For each it calls a method on the parsed directive, counts how much literal text to add, validates the computed range for the segment, issues common (e.g. NULL) warnings, sums them into the full length range (partially based on likelihood), & checks how much space is remaining in the output buffer if any whilst a generous limit.


Literal text in the format string is parsed to a format_plain directive of that length.

”%%” parses to a format_percent directive of length 1.

Upper or lower “%a”, “%e”, “%f”, or “%g” parses to a format_floating directive with a length taken ideally from the precision parameters.

“%d”, “%i”, “%o”, “%u”, “%x”, or “%X” parses to a format_integer directive similar but simpler than format_floating.

“%p” disables further checks.

“%n” parses to a format_none directive of length 0.

“%c” parses to a format_character directive of length 1, adjusted for width or precision parameters. %C parses to a format_character directive which checks the range of it’s unicode input to determine whether it’s 0, 1, or 2 bytes long at which likelihood.

“%s” or “%S” parses to a format_string directive which gets it’s length from that of the passed string using all the previous measures.

And ofcourse, with the iteration, these issue warnings.

Warn Non-NULL Compare

The next (warning) GCC pass iterates every function’s arguments to check whether any of them are annotated nonnull & are compared against NULL regardless. As that’s checked at compiletime.

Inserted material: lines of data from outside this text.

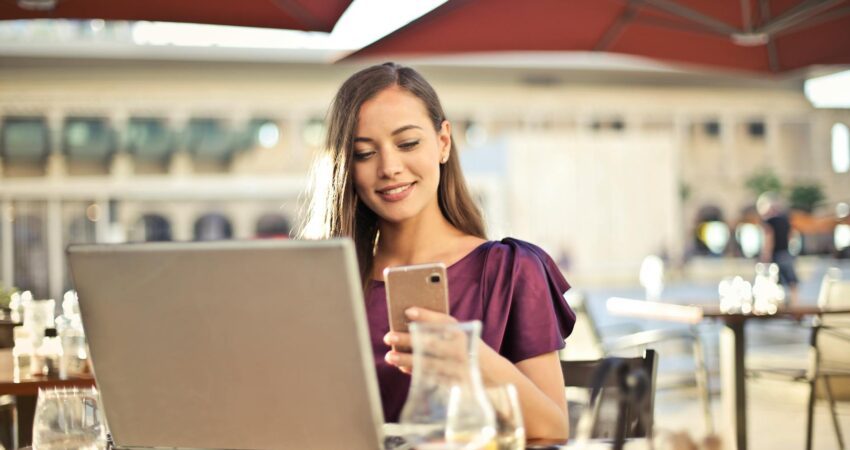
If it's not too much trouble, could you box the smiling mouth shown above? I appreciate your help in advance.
[378,183,414,195]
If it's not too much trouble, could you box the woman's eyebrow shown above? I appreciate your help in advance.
[352,125,422,142]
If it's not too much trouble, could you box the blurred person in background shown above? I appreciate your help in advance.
[756,191,799,306]
[302,63,575,439]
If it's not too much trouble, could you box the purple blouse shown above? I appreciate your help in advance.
[366,238,576,422]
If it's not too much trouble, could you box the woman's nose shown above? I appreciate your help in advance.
[378,151,404,178]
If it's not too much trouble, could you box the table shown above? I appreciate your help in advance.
[0,348,95,447]
[607,297,850,450]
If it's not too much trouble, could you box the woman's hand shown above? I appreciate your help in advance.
[384,307,457,374]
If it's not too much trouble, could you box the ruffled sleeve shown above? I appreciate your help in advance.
[482,238,576,363]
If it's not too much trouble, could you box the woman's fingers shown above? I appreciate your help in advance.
[384,350,413,373]
[384,331,412,349]
[404,306,457,323]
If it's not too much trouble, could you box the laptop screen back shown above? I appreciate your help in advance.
[68,240,383,450]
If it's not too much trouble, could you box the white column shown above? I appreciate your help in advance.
[808,111,833,178]
[108,110,135,179]
[223,110,251,174]
[228,202,257,239]
[720,113,739,181]
[282,112,313,172]
[94,198,112,242]
[166,202,197,241]
[47,198,65,301]
[168,112,194,177]
[666,113,691,264]
[0,198,15,286]
[764,114,780,175]
[46,111,68,179]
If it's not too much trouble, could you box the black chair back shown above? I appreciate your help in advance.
[561,350,658,439]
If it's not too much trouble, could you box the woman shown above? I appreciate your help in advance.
[302,63,575,439]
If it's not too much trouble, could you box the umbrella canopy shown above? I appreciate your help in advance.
[0,0,351,32]
[347,0,850,73]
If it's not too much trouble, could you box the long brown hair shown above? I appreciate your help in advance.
[301,62,486,287]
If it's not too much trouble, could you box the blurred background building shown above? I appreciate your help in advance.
[0,20,850,298]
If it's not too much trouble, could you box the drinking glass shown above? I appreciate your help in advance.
[32,388,106,450]
[400,321,496,450]
[485,384,525,450]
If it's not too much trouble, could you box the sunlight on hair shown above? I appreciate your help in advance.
[301,154,333,239]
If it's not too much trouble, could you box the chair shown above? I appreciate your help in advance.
[569,293,714,434]
[561,350,658,438]
[805,269,850,449]
[747,268,850,450]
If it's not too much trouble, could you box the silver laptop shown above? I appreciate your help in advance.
[68,240,384,450]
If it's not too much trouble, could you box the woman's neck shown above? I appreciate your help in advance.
[375,209,464,266]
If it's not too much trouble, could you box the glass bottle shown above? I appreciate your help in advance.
[400,321,496,450]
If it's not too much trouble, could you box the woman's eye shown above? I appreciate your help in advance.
[398,141,419,150]
[354,150,375,161]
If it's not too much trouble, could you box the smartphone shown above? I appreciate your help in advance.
[384,263,449,332]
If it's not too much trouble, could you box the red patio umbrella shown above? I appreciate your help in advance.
[0,0,351,32]
[347,0,850,73]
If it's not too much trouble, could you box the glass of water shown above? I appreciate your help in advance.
[32,388,106,450]
[485,384,525,450]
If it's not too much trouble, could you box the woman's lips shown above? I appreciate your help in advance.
[377,182,416,202]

Because while yesterday I discussed how GCC optimizes away C’s poor design choice of nil-terminated strings, this pass extends the language to address the poor design of C’s NULL.

Undefined Variables

In C you can declare a variable without assigning it a value. If you then read the variable before writing to it that is Undefined Behaviour. Single Static Assignment makes it easy to warn C devs whenever this might crop up!

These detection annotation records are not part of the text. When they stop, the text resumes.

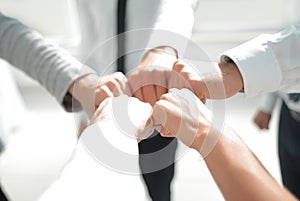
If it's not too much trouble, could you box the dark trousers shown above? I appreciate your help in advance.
[278,103,300,199]
[0,187,8,201]
[139,131,177,201]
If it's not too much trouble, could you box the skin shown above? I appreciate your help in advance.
[128,48,177,105]
[69,72,129,118]
[152,89,297,201]
[173,61,244,102]
[253,110,271,130]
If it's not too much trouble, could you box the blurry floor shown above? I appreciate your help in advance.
[0,87,280,201]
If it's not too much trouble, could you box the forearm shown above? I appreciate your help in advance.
[205,128,296,201]
[221,24,300,96]
[0,13,90,108]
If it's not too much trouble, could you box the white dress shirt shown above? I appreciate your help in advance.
[221,24,300,96]
[77,0,198,74]
[259,91,300,114]
[0,12,93,109]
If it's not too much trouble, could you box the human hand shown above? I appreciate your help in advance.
[253,110,271,129]
[170,61,243,102]
[91,95,154,141]
[69,72,130,118]
[128,47,176,105]
[152,89,216,155]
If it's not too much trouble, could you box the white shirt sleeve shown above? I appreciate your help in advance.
[221,24,300,96]
[0,13,94,110]
[258,92,278,114]
[148,0,198,53]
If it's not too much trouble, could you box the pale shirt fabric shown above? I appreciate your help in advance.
[77,0,198,74]
[259,91,300,114]
[0,13,94,146]
[0,59,27,151]
[0,13,93,107]
[221,24,300,96]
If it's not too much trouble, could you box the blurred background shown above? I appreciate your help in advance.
[0,0,300,201]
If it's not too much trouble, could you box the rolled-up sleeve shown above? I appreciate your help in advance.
[148,0,198,54]
[221,25,300,96]
[0,13,94,108]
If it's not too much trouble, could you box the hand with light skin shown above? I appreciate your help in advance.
[152,89,297,201]
[173,61,243,102]
[91,95,154,142]
[253,110,271,129]
[128,47,177,105]
[69,72,130,118]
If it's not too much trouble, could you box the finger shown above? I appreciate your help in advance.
[113,72,128,94]
[105,78,123,96]
[128,72,143,95]
[142,85,158,105]
[132,89,143,101]
[173,60,185,73]
[152,100,182,133]
[160,88,180,106]
[94,85,113,107]
[156,86,168,99]
[160,128,175,137]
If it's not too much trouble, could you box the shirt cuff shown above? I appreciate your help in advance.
[259,92,278,114]
[221,37,282,96]
[61,65,96,112]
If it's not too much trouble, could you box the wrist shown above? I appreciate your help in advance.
[68,74,99,105]
[219,61,244,98]
[141,46,178,68]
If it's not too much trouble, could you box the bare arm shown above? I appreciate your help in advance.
[153,89,296,201]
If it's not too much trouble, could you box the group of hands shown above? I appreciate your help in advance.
[73,50,241,152]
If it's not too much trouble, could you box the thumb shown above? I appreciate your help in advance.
[173,60,185,73]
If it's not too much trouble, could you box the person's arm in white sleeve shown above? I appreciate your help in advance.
[0,13,94,110]
[152,89,297,201]
[221,24,300,96]
[147,0,199,51]
[253,92,278,129]
[128,0,198,105]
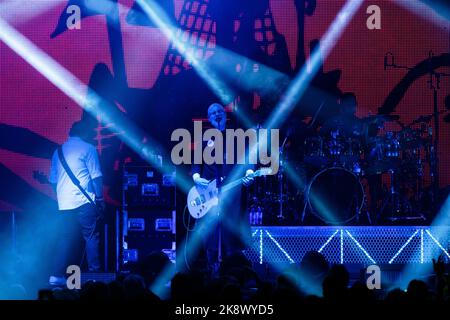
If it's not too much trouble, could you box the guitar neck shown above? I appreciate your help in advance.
[220,178,243,192]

And most languages now upgrade this warning to an outright error.


With the dominators computed, it iterates over every codeblock in the function & it’s instructions skipping DEBUG ops. A first pass checks all SSA_NAMES referenced by the instruction.

After thusly issueing any warnings for instruction parameters it increments the number of vdefs if relevant & handles CALL & ASSIGN ops specially.

For CALLs it also checks if there’s any references to undefined memory passed to constant or specially-annotated pointers. The checks on ASSIGN ops are quite nuanced but also appears to relate to &referencing undefined memory.

A fuller pass will run later in GCC’s optimization pipeline!

Undefined Behaviour Sanitization

In C there’s various edge cases which the standards explicitly do not specify. This is the dreaded “Undefined Behaviour” which is generally less than useful, and widely avoided. As such GCC can warn you whenever it compiles such code.

So GCC allows you to optionally insert, via the pass_ubsan pass, a suite of runtime checks to throw C++ exceptions.


It iterates over each instruction in each codeblock.

DEBUG or clobbering instructions are skipped. Maths operations are optionally replaced with library calls to handle signed integer overflow. Non-null pointer dereferences are optionally augmented with NULL checks. Enums & non-bitfield bools are optionally annotated with checks that their encoded values are in-range, which is 0 or 1 for bools.

Earlier I mentioned a pass warning against checking if nonnull-annotated function parameters are NULL. This pass optionally checks against passing NULL.


The arguments passed to the clz() & ctz() builtin functions are optionally annotated with validation checks. It optionally adds checks that NULL isn’t returned from non-NULL functions. Pointers are optionally validated at runtime they are in-bound of valid memory. And pointer arithmatic is optionally annotated with functions to check the pointers remain valid.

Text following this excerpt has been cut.